Perhaps the greatest cost is losing the trust of senior leadership. Without reliable data, management hesitation grows, stifling AI innovation and stalling meaningful adoption.

Leadership Ambiguity Stunts AI Progress

Further complicating the success of AI is the lack of clear ownership at a senior level. AI responsibilities are fragmented across multiple disciplines, with CIOs (38%) and CTOs (30%) most often involved, while chief data officers (CDOs), typically accountable for organizational data quality, only drive the AI strategy about 15% of the time. Fewer than 7% of businesses have established cross-functional teams responsible for cohesive AI strategy.

This fragmentation contributes to confusion, complicates decision-making and ultimately undermines data management, thereby limiting the strategic business impact of AI.

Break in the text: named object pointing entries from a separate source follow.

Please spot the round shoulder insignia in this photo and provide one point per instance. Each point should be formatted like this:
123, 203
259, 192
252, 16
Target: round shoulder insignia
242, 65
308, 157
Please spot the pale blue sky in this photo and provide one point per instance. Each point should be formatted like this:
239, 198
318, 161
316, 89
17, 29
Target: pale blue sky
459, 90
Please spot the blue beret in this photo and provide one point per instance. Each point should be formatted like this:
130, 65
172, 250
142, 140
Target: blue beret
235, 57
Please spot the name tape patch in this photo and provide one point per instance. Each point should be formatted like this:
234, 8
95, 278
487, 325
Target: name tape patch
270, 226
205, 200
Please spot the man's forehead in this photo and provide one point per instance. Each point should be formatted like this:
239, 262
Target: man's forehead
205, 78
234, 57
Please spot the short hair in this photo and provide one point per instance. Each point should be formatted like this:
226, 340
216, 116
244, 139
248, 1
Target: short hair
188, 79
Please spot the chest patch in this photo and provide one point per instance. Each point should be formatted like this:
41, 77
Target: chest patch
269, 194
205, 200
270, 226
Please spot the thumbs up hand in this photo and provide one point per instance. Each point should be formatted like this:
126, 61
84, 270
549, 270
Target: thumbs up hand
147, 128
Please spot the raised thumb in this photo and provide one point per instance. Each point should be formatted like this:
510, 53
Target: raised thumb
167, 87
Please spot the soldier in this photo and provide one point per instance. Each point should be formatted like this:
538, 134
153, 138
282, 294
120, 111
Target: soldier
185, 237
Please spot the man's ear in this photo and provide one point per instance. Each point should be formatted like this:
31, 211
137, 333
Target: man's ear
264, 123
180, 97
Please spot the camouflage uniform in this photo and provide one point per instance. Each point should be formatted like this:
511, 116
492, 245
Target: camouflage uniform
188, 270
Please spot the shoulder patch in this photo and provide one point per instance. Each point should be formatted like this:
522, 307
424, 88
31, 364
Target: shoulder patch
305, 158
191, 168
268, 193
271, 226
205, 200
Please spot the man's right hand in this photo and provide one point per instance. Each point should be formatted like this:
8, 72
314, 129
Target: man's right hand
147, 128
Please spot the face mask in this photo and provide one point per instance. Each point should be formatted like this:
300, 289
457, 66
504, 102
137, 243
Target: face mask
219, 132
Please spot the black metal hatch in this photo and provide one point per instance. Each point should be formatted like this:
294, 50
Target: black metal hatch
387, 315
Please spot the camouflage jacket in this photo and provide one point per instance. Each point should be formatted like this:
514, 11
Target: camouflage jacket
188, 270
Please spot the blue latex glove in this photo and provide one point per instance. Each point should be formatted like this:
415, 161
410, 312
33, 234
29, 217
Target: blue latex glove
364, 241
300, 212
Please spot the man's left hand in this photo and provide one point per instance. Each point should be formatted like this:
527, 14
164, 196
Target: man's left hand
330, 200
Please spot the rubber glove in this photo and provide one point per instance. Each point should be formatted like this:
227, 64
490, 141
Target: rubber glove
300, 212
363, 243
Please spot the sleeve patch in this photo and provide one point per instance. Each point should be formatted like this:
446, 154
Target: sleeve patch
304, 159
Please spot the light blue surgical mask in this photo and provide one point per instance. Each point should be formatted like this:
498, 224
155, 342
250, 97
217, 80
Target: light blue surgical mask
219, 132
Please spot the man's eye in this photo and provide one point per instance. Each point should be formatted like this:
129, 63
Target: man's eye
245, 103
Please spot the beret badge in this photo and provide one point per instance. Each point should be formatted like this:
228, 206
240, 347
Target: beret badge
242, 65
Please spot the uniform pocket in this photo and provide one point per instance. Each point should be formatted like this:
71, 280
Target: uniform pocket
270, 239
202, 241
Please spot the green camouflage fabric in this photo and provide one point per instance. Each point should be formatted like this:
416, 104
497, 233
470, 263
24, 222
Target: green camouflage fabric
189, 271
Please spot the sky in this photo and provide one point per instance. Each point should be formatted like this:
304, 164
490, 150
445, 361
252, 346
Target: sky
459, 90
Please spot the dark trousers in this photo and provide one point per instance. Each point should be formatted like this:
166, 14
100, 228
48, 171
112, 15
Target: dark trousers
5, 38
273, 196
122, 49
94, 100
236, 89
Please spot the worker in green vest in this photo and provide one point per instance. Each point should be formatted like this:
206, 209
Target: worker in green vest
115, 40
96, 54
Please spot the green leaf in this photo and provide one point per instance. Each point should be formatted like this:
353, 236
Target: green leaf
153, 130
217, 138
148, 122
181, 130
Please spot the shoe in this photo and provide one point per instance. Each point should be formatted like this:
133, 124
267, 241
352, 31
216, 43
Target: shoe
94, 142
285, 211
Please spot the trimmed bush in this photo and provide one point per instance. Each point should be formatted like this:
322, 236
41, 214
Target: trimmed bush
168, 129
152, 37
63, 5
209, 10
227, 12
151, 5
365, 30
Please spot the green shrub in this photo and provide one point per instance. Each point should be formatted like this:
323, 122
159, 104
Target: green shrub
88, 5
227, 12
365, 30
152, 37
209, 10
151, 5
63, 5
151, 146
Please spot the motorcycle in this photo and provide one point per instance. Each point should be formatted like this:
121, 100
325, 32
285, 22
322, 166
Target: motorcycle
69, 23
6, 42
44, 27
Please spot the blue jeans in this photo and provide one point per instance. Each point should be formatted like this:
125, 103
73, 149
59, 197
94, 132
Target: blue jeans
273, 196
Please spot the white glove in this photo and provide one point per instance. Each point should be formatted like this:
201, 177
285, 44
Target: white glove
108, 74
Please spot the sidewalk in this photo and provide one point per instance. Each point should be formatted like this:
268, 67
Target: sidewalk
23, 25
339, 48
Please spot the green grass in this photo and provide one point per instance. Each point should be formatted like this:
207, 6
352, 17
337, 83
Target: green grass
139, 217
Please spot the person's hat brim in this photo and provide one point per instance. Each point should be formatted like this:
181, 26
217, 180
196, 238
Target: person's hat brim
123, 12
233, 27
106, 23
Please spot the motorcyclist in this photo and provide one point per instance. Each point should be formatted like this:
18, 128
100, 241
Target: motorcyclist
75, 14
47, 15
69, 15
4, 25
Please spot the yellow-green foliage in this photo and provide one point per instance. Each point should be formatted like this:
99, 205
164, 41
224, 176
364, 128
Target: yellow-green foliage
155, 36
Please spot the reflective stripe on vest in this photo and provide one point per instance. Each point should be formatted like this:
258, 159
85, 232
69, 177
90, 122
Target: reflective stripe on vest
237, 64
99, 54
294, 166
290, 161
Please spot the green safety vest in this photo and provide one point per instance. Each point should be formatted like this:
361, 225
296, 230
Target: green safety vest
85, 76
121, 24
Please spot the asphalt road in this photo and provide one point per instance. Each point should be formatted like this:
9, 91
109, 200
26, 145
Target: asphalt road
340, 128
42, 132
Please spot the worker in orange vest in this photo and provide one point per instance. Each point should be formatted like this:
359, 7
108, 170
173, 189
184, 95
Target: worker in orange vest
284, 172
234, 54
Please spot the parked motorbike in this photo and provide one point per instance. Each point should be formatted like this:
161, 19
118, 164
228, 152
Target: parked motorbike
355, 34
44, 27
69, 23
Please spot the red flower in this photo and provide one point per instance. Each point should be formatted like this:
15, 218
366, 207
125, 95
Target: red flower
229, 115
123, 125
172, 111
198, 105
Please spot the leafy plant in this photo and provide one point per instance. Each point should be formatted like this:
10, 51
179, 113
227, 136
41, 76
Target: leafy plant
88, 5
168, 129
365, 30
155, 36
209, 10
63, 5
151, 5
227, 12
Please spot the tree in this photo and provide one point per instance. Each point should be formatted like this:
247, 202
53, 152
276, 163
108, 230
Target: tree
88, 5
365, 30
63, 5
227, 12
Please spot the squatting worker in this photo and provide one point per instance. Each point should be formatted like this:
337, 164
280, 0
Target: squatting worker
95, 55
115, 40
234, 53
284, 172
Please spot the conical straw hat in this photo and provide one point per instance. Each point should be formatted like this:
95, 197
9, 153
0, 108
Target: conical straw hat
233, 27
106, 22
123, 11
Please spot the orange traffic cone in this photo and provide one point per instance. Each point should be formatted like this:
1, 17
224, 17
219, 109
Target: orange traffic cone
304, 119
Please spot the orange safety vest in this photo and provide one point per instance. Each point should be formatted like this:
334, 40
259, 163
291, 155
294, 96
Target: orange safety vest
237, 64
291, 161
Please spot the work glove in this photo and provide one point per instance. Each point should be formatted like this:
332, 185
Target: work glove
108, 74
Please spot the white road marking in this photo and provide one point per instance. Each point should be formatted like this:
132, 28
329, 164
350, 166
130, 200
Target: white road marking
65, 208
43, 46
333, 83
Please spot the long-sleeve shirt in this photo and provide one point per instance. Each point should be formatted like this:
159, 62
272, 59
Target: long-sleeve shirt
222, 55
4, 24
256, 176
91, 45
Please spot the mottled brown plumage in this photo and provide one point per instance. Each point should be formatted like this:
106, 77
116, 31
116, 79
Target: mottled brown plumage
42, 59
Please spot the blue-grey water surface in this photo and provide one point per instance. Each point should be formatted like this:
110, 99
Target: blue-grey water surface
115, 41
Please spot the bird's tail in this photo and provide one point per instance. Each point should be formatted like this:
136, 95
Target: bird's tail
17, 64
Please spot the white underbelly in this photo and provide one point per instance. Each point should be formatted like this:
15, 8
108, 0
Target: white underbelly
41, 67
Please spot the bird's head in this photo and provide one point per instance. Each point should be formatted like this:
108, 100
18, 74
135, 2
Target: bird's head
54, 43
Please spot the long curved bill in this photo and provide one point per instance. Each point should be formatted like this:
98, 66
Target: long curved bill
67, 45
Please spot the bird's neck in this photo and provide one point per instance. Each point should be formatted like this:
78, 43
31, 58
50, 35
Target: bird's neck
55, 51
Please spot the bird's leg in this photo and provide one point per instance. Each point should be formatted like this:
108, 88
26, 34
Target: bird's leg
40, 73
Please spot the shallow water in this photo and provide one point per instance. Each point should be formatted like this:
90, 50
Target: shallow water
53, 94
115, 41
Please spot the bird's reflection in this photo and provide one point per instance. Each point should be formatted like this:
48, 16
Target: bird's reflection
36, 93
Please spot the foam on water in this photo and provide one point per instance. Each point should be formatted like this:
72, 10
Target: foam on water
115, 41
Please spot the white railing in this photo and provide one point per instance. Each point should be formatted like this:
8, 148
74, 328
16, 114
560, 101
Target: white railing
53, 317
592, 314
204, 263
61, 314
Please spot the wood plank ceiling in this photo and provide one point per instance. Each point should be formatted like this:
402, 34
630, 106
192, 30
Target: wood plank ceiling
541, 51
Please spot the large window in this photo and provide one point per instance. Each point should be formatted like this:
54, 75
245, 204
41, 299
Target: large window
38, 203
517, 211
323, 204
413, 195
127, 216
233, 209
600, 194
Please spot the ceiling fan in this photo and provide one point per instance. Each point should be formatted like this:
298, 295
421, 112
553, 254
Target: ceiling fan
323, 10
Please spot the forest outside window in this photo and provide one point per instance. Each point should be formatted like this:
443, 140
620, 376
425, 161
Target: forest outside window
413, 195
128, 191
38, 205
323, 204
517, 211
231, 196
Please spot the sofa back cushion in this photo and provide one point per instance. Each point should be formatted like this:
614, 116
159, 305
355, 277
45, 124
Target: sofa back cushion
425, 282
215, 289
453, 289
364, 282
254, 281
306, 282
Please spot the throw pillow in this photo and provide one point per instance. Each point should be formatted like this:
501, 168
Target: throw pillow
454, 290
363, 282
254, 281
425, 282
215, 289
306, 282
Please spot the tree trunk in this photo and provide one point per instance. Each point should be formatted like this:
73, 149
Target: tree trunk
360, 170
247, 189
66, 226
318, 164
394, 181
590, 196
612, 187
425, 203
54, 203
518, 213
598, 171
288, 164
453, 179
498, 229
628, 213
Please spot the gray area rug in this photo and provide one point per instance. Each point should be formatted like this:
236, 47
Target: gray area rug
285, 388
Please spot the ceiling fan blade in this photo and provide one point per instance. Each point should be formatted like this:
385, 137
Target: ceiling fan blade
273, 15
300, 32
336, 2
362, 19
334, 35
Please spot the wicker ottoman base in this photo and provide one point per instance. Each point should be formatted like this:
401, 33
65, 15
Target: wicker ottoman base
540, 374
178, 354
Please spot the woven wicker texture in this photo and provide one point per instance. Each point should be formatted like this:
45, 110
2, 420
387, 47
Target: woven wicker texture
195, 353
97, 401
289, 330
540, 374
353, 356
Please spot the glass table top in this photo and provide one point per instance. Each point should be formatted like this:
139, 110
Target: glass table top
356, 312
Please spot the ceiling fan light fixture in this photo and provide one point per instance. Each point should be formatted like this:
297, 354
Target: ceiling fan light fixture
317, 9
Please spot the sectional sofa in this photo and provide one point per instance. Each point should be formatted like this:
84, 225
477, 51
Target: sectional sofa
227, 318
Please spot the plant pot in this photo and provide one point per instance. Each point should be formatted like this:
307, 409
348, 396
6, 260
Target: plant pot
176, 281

Essential Steps Toward Better AI Quality 

Turning AI potential into genuine value requires a strategic commitment to data quality and governance. Organizations seeking meaningful AI returns should:

  • Understand and catalog data assets from the start. Organizations need accurate insights into their data location, lineage, context and ownership. Tools for profiling, cataloging and tracking data lineage provide richer context, helping stakeholders better understand exactly what data feeds AI initiatives.
  • Establish a unified data foundation. Consolidate fragmented data into a trustworthy central representation (“single source of truth”) to ensure consistent, reliable AI insights. Achieving a unified enterprise view ensures consistent, reliable and accurate predictions from AI models.
  • Ensure clean, accurate and unbiased data. Deploy automated tools to proactively address data biases, duplications and inaccuracies, enabling AI to consistently produce fair and accurate insights. This action will ensure that AI outcomes are accurate, fair and transparent.
  • Enhance data integration pipelines. Use robust data integration processes to efficiently and securely move data to AI models. Efficient migrations and robust integration pipelines enable real-time decision-making and timely insights.
  • Embed compliance and governance from the outset. Stay ahead of evolving regulations (like the EU’s AI Act) by directly integrating audit trails, access controls and data governance solutions into AI deployment strategies.
  • Democratize AI-ready data. Ensure secure yet broad accessibility to data beyond IT departments, fostering collaboration and ensuring AI aligns with actual business needs. Broadening data governance and transparency facilitates cross-departmental collaboration, enabling better alignment with real-world business priorities.

Turning AI Ambition into Reality

The promise of transformational AI outcomes hinges on organizations’ commitment to foundational data quality and governance. Enterprises must improve their data practices if they wish to convert substantial AI investments into measurable, real-world success. 

Leaders who prioritize robust AI data management don’t just keep pace with their competitors – they reap powerful, sustainable advantages by prioritizing data quality.